Opinión

Por qué nos fascina, sobre todo a la izquierda

Milei no puede dejar de ser mirado porque no aburre, como sus homólogos.

¡Un año de Milei! Y hay algo en él que no nos permite apartar la mirada; no es solo su melena desorganizada ni su retórica subversiva. Es esa cualidad de personaje de Borges (impredecible, contradictorio, apasionado y desafiante, como un personaje que no entiende del todo su papel en un sistema mayor, pero que actúa como catalizador del cambio) mezclada con las trazas de un rockero y la temeridad de un pirómano administrativo.

Milei nos fascina porque, en un mundo donde los líderes son burócratas taimados, supone una explosión de color moral, un tornado muy en clave Ilia Topuria, el campeón de UFC que se proclamó vencedor antes del combate (y otros gestos divertidísimos que lo han hecho leyenda, por encima de sus poderosos brazos).

Nos fascina Milei como nos fascina todo lo que tiene belleza y encanto, lejos del catálogo de señores bien trajeados de unos grandes almacenes y fuera de la corrección soporífera que nos deja huecos.

Y, para el mundo, todo desde Argentina, un país que lleva décadas sumido en la pobreza y el estancamiento, pero sobre todo en la imbecilidad, donde las primeras cifras comienzan a respaldar sus políticas. La pobreza empieza a retroceder, y lo hace no gracias a discursos vacíos ni a soluciones parcheadas, sino a decisiones intelectuales. Milei cortó subsidios, ajustó el gasto público y está librando una guerra abierta contra la inflación. Para sus seguidores, es el libertador que rompe cadenas fiscales; para sus detractores, un (villano) neoliberal. Puro magnetismo y singularidad: Milei no puede dejar de ser mirado porque no aburre, como sus homólogos.

Milei nos fascina por su sentido del espectáculo; porque no es un político. Pero lo más fascinante de Milei no es su éxito temprano, sino su capacidad para convertir la política en performance.

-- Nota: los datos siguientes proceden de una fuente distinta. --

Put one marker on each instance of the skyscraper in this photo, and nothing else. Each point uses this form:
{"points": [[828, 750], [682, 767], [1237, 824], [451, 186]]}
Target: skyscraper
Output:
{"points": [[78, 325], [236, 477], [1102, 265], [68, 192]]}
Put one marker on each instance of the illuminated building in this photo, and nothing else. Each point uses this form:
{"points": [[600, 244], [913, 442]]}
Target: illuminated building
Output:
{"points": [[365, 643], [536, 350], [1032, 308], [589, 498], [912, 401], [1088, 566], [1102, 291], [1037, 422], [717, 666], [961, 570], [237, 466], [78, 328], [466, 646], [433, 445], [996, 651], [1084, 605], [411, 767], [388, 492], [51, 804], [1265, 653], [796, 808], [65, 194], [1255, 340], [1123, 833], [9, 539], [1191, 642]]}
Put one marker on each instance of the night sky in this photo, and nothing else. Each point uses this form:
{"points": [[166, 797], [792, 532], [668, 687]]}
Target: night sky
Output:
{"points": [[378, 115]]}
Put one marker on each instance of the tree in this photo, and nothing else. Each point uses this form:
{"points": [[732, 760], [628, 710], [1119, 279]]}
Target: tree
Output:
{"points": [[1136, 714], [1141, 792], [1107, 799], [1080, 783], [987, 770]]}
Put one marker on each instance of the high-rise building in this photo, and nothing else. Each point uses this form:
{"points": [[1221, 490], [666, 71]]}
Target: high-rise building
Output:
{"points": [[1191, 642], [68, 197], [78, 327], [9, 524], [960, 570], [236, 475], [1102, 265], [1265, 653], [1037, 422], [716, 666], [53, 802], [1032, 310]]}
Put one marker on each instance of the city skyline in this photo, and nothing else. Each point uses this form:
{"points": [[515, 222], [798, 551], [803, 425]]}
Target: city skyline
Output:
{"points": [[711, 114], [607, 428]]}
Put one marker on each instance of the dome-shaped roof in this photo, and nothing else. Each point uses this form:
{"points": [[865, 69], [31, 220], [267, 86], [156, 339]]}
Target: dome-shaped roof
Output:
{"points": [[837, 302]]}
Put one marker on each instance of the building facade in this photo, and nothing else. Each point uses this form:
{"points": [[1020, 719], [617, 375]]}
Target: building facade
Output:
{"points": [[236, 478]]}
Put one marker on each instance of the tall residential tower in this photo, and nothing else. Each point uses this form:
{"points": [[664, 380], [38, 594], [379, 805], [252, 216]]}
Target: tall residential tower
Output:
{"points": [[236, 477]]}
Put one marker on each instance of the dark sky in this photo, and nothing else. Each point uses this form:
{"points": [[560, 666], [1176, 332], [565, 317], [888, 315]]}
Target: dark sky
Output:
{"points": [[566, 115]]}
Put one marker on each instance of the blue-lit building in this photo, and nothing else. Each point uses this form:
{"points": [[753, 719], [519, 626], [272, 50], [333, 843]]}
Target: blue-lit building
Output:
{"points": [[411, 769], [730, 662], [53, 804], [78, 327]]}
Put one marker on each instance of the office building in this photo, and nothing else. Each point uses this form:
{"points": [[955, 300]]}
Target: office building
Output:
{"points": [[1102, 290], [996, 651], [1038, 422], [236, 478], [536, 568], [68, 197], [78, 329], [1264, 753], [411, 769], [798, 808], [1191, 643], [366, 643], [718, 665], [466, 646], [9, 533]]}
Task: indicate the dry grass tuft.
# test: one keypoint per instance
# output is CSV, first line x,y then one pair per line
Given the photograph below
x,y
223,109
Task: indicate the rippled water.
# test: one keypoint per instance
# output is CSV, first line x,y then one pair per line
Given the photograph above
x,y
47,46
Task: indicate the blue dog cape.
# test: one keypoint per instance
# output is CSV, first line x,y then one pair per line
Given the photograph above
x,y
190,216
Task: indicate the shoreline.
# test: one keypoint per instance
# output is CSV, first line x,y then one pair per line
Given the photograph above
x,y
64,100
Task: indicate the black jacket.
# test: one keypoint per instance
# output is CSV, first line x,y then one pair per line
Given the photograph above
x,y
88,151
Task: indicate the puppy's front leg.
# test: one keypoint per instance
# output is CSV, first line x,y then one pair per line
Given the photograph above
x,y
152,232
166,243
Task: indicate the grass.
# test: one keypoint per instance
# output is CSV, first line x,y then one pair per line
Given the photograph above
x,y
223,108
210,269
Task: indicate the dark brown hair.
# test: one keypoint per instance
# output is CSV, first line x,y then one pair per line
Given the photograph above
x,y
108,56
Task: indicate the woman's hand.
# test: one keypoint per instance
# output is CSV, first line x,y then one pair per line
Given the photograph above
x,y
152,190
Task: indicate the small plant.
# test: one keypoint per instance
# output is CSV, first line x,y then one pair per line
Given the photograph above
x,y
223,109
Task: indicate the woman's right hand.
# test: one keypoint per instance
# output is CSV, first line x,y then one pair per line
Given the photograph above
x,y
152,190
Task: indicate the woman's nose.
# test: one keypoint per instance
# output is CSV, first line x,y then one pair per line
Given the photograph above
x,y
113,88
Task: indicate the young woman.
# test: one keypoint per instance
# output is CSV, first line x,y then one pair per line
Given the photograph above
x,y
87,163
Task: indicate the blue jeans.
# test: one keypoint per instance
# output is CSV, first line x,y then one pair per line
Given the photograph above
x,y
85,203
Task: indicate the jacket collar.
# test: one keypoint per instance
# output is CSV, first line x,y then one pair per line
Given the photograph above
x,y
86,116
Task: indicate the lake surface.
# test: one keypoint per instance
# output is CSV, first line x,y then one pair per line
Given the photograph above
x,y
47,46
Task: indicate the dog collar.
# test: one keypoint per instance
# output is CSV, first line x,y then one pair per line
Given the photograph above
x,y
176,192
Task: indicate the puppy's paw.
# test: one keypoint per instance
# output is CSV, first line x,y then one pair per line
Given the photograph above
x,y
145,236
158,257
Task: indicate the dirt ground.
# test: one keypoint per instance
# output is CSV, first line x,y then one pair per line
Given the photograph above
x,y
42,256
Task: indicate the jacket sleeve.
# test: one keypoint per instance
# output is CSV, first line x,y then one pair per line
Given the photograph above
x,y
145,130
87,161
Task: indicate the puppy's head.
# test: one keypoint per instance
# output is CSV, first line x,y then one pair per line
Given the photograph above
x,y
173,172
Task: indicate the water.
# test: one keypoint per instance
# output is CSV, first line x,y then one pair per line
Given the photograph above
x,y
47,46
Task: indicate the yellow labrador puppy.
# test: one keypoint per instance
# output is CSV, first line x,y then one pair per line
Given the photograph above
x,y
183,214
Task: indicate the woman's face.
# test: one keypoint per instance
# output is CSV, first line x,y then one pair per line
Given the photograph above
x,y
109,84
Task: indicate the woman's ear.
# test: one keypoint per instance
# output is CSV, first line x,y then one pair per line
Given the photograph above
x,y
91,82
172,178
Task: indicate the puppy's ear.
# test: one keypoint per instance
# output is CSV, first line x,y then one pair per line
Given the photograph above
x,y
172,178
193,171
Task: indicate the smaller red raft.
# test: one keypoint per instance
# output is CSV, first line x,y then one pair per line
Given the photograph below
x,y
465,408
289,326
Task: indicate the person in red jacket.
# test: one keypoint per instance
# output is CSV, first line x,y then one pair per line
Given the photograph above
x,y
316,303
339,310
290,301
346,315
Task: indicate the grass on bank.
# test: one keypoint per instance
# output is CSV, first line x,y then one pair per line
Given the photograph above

Habla como un profeta, grita como un predicador, se mueve como una estrella del punk y su energía, y su frecuencia altísima es contagiosa.

En un escenario global plagado de tecnócratas ladinos, Milei destaca como un relámpago en medio de una irritante lluvia de esa que no moja o moja mal, con tal convicción que incluso quienes no lo apoyan empiezan a preguntarse en la intimidad: ¿y si funciona?

Los resultados iniciales, aunque aún prematuros, le están dando la razón. Milei es la encarnación de lo inesperado, el antihéroe que llegó a la cima detonando la montaña hasta los cimientos. Un producto del realismo mágico argentino. Solo en Latinoamérica podría surgir un presidente que habla de amor por su perro muerto mientras cita a Von Mises. Milei es un fenómeno sublime y ridículo, en un cóctel explosivo que supone oxígeno para todos, entre Gardel y Maradona.

Y, algo simpático, nos fascina con la misma pasión que la izquierda lo detesta (y lo ama) porque no solo desmonta sus políticas, sino su narrativa. Y lo seguimos, conteniendo la respiración, con la emoción y el temor con las que si fuera un funambulista. Milei camina por la cuerda floja de la política global, y nosotros, fascinados, no podemos dejar de mirar.

¿Podría España tener su propio Milei? ¿Alguien que pusiera a temblar a los eternos chupópteros del sistema? ¿Alguien que convierta el Congreso en un concierto, con pasión, ideas claras y ausencia, por favor, de cursilería? ¿Alguien que, como Milei, demuestre que ser valiente, divertido y libre es más atractivo y mucho más eficaz?

Hace un año, Argentina entró en la playlist del mundo con un nuevo hit: Javier Milei. y la economía argentina comenzó a dar señales de vida. La pobreza, ese monstruo que se devora la esperanza de millones, ha empezado a retroceder. Y lo ha hecho no gracias a subsidios ni programas sociales, sino a un ajuste fiscal que Milei lidera como una sinfonía contemporánea.

Lo que está fuera de toda controversia es que Milei ha conquistado un lugar en la historia y no solo como el líder más disruptivo de su tiempo. Y no nos fascina porque tengamos todas las respuestas sobre él, al contrario, lo hace porque nos suscita preguntas. Y eso, en este siglo gris, es un espectáculo digno de consideración.